Two ministers of the Anglican Evangelical Church in Omdurman were removed from their house under the pretext of an investor owning the land property rights.

Two ministers of the Anglican Evangelical Church in Omdurman were removed from their house under the pretext of an investor owning the land property rights.

Last Tuesday police of Central Omdurman ordered Reverend Yahya Abdelrahman, the head of the Anglican Evangelical Church and his deputy, Reverend Siddig Abdallah to evacuate their house.

Abdelrahman told Radio Dabanga that a force of court police, accompanied by an investor, forced him and his deputy Reverend Siddig Abdallah to evacuate the house of the Evangelical Church at El Mulazimin in Omdurman. The decision apparently was issued by the Omdurman Central Court, according to the church leader.

“The court judge insisted on the implementation of the decision, despite the fact that the house number was not identical to the house referred to in the decision.

“Church members held guard in front of the house to keep it from being demolished.” – Reverend Yahya Abdelrahman

“My family and Abdallah’s family have been living without a roof over our heads for three days,” Abdelrahman said in yesterday’s interview.

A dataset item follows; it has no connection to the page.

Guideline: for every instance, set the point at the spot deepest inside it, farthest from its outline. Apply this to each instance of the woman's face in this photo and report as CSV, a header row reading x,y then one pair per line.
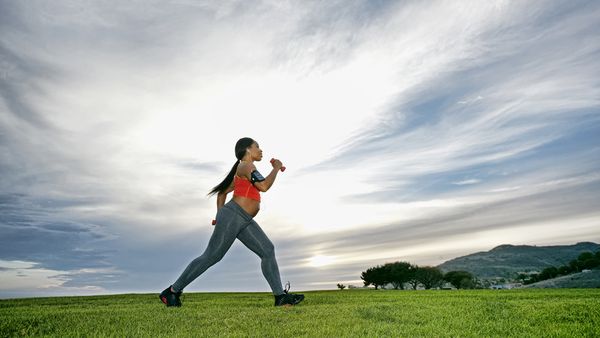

He condemned the move and said it was unacceptable and a violation of the rights of the Christians in Sudan. “I filed an appeal against the eviction order at the Supreme Court.”

Dozens of Evangelical community members held a sit-in in front of the house to denounce the decision, for almost three days. “They have been guarding the house day and night out of fear for it being demolished.”

Abdelrahman also pointed to the solidarity of local and foreign organisations against the decision.

Anglican province

The Archbishop of Canterbury declared Sudan a new province of the Anglican Church on 30 July. Abubakar Osman, the Sudanese Minister of Guidance and Endowments, said the inauguration of the Anglican Church “coincides with a special moment in the history of our Sudanese nation. The National Dialogue has led to the formation of a government that considers political and religious freedoms as its fundamental principles”.

Yet last week, the Sudanese Ministry of Education reportedly issued an order to church schools in the country to observe the weekend on Friday and Saturday, and operate schools on Sunday. The churches complain that Sunday has been the free day for church schools since their founding in the country.

Church land rights

On 3 April, the courtyard of the Evangelical Church and School in Omdurman witnessed the killing of a church elder against the backdrop of a conflict between the Sudanese Ministry of Guidance, an investor and the church over land. When the investor tried to seize the school by force, Christian youth staged a sit-in in the church building for two weeks. During a police raid on 3 April 13 of the protesters were detained on charges of trespassing. Members of the committee that signed the contract to the site and police returned to the site. A quarrel led to the killing of Yunan Abdallah and seriously wounded another church elder.

A Sudan Democracy First Group (SDFG) report about discrimination against Sudanese Christians refers to a similar incident that occurred in July last year, when security forces stormed the Evangelical School in Khartoum-North with five heavily armed vehicles. They detained 19 Evangelical priests, elders, and students, who were holding a peaceful sit-in to protest the selling of the church land to an investor.